The 6-foot-3, 216-pound Mertz knows his own journey is just beginning. Spring practice was instructive, humbling and enjoyable. He dived into the mental side of quarterbacking: how to spot disguised defenses and rolling coverages. Although the Badgers rushed the ball 65 percent of the time in 2018 and return a Heisman Trophy contender in running back Jonathan Taylor, Mertz said downfield passing became a major emphasis this spring.

Wisconsin hasn't named a starting quarterback, but junior Jack Coan, who started four games in 2018, looks like the man to beat.

"I'm a freshman now, I've just got to work my way up," Mertz said. "All that four-star, All-American bull, it's over with. You're a college ballplayer now, so you've got to prove yourself with your new team."

That mindset is common within arguably college football's premier developmental program. While Mertz isn't the typical Badgers freshman, he too can improve. Sims puts it this way: "Right now at Wisconsin, this is as bad as he's going to be." How the Badgers coaches mold Mertz could shape the program for the next few years.
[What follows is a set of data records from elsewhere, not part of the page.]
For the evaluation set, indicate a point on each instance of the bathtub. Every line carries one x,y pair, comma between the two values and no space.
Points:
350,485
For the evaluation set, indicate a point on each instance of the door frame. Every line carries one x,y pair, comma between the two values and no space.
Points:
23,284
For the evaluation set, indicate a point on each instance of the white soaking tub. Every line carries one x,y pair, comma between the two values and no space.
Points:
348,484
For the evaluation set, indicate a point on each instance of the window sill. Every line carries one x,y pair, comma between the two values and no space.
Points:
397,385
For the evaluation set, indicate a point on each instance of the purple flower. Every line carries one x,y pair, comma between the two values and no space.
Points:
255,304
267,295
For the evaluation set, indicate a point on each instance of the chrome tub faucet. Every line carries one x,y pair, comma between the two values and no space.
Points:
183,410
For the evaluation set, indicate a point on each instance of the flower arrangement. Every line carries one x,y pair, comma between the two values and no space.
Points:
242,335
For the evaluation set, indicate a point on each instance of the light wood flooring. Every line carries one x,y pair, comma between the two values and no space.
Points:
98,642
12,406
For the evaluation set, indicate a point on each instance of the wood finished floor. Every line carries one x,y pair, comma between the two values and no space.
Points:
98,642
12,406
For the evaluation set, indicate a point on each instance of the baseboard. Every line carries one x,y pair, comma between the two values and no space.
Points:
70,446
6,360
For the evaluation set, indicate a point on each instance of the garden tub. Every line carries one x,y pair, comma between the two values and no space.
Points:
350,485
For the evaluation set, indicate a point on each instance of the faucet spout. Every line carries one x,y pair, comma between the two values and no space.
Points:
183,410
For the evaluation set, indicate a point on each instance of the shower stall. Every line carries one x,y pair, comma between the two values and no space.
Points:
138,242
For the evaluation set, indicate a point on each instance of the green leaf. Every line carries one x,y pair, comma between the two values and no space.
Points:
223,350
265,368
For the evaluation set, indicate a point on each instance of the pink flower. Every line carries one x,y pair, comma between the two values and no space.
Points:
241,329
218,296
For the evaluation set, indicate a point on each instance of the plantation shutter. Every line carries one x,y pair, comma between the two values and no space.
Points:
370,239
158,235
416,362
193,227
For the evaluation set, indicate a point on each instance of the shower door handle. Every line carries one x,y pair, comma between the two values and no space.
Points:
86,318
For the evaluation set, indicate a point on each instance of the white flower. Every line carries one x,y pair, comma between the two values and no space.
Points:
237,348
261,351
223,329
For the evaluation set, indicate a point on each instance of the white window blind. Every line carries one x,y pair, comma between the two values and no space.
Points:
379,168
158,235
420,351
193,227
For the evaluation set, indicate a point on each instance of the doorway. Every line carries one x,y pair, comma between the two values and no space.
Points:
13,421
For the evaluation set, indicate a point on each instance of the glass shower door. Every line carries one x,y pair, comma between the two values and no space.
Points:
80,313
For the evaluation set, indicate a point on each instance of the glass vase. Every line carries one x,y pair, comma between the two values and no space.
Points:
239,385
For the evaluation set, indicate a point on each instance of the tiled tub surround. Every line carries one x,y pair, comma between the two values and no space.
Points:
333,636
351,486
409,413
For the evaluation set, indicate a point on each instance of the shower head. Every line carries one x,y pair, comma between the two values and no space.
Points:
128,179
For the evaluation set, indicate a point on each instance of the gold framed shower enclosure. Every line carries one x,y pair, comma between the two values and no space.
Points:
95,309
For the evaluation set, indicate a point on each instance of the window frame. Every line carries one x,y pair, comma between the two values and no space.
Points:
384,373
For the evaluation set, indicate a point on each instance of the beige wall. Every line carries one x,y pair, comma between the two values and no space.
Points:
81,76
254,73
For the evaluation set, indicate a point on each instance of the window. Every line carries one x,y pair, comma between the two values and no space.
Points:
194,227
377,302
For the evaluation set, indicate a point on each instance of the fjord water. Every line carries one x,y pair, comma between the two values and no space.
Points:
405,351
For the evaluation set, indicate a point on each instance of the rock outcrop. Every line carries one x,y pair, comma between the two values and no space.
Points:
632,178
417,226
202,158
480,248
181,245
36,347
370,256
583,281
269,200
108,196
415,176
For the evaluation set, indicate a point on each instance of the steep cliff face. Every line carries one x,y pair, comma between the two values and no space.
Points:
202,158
"With a program like Wisconsin, everyone [says], 'Oh, you take lesser athletes and you develop them,'" defensive coordinator Jim Leonhard said. "We develop all our athletes. We can develop five-star players as well."

Whenever Mertz becomes Wisconsin's starter, he will play before a fan base that recalls Wilson's greatness and has been tough on those who followed him. Joel Stave and Alex Hornibrook combined to go 57-16 as Badgers starters. Both won bowl MVP honors. But neither was truly embraced around here.

Most fans attributed the team's success to other reasons.

"They're really strong fans at Wisconsin," Ron Mertz said. "That can turn dark. His first pick-six against Michigan, they're going to be booing him. To date, he's been the most popular kid in the world in the state of Wisconsin. There's the, 'He's the greatest thing since Russell.' But the other side will come too.

"He knows that's coming, and I'm proud of how mature he is in seeing that."

Not much has surprised Graham Mertz about his Wisconsin experience. He survived the polar vortex in January, when temperatures dropped to minus-26 degrees. He has adjusted to tougher classes and student housing.

"I did a lot of research before I came," he said. "I knew what I was getting into."

He has, after all, been visiting the state his entire life. Usually, the Mertzes spent every Fourth of July in Green Bay, or at the Sturgeon Bay cottage owned by Amy's father, Sherwood "Shark" VanderWoude.

Sometimes, friends would ask Graham why he kept going there.

"I love Wisconsin. I don't know what you're talking about," he would tell them. "I've always loved it."